4 - Un accord contraignant ?
La France défend l’adoption d’un accord juridiquement contraignant à Paris. Mais cet aspect ne fait pas l’unanimité. Le membre du Conseil sur le changement auprès du premier ministre indien, Chandrashekhar Dasgupta, déclare mi-novembre qu’« insister pour qu’un accord soit contraignant, c’est pousser les Etats à revoir à la baisse leurs ambitions puisqu’ils voudront minimiser les risques ». Dans un entretien publié le 12 novembre dans le Financial Times, le secrétaire d’Etat américain John Kerry a indiqué que l’accord « ne sera certainement pas un traité » et qu’il « n’y aura pas d’objectifs de réduction juridiquement contraignants, comme cela avait été le cas à Kyoto ». Des déclarations qui n’incitent guère à l’optimisme...
Le programme des négociations

Les négociateurs sont déjà à Paris depuis le lundi 23 novembre. Rassemblés à l’Unesco, ils coordonnent leurs positions sur des points clés de l’accord.
De manière inédite, un sommet des chefs d’Etat a lieu lundi 30 novembre sur le site du Bourget. 140 chefs d’Etat sont attendus. La cérémonie d’ouverture commence à 11 h avec un hommage aux victimes des attentats du 13 décembre. Ensuite, les allocutions de François Hollande, du secrétaire général de l’ONU Ban Ki-Moon et de Laurent Fabius seront suivies par les déclarations de tous les chefs d’Etat et de gouvernement rassemblés dans les deux salles plénières du site.
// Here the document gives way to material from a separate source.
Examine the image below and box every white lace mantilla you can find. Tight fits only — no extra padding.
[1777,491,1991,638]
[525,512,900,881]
Mais les négociations à proprement parler auront commencé le dimanche 29 novembre à 17 h, sur le site du Bourget. Soit 24 h plus tôt que prévu, parce que les coprésidents des négociations Ahmed Djoghlaf et Daniel Reifsynder « ont estimé qu’un début anticipé de la session offrirait l’occasion d’utiliser de la meilleure façon possible le temps très limité à disposition pour finaliser les négociations sur le projet d’accord de Paris », rapporte le secrétaire exécutive de la CCNUCC Christiana Figueres.
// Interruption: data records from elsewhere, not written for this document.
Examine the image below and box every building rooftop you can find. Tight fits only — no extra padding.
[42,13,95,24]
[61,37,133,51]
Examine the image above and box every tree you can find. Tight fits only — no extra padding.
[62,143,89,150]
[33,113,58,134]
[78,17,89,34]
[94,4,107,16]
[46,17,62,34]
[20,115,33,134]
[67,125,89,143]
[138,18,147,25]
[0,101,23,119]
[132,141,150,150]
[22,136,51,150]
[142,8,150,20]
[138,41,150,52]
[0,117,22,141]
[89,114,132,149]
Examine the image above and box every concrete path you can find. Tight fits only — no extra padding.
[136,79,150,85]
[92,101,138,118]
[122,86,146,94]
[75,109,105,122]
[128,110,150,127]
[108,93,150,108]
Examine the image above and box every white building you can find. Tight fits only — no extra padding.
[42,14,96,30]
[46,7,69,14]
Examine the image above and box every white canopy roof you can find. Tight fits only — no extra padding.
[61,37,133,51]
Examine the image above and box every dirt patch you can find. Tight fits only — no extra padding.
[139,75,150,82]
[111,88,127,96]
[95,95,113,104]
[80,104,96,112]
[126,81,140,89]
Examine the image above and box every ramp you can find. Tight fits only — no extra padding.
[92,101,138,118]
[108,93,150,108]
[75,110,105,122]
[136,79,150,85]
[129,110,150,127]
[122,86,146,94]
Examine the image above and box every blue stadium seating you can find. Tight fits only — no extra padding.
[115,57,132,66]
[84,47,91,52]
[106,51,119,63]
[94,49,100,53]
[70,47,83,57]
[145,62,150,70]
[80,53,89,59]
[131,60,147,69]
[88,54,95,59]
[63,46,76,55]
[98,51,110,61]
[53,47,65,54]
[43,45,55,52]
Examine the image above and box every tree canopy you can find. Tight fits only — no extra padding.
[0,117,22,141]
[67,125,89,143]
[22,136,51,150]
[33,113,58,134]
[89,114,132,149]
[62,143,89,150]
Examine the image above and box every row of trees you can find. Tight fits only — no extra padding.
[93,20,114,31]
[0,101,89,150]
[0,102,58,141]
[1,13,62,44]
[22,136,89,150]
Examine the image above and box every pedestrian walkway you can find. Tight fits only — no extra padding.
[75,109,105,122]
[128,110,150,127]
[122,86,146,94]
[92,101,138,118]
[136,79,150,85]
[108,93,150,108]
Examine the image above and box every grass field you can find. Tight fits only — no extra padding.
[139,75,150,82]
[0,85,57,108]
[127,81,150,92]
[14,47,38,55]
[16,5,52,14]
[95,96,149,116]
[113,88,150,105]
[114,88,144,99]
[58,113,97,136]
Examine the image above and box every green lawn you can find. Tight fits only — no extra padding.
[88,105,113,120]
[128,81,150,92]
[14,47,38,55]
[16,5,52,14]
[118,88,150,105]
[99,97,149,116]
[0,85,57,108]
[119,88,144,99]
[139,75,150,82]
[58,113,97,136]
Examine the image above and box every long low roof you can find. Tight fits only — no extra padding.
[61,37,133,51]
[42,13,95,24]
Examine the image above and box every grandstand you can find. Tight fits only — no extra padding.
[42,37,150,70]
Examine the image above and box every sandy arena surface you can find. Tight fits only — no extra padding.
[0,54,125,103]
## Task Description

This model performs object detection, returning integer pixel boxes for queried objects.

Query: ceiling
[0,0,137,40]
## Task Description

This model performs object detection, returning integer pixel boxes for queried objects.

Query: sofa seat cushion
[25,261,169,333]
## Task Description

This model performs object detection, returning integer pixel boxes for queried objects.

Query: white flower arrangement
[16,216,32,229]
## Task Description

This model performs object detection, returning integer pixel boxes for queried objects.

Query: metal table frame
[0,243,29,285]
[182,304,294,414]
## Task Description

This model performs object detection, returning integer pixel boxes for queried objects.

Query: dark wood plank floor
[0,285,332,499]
La première semaine, le « segment technique » des négociations se déroulera. L’ADP (plate-forme de Durban pour une action renforcée), le groupe de travail chargé en 2011 lors de la conférence de Durban de conclure un accord universel de 2015, sera à pied d’oeuvre jusqu’au samedi soir.
La deuxième semaine sera plus politique, avec le début du « segment ministériel ». Après les déclarations des ministres lundi 7 décembre, des discussions informelles auront lieu jusqu’à mercredi soir. « C’est un sas de sécurité pour revoir certains éléments du texte qui restent problématique », indique Alix Mazounie, du Réseau Action Climat.
Puis, dès le jeudi 10 décembre au matin seront adoptées les décisions et les conclusions, jusqu’à l’adoption de l’accord vendredi 11 décembre en début de soirée. Ce qui est en tout cas prévu par Laurent Fabius – mais toutes les COP précédentes se sont prolongées tard dans la nuit, voire jusqu’au samedi dans l’après-midi.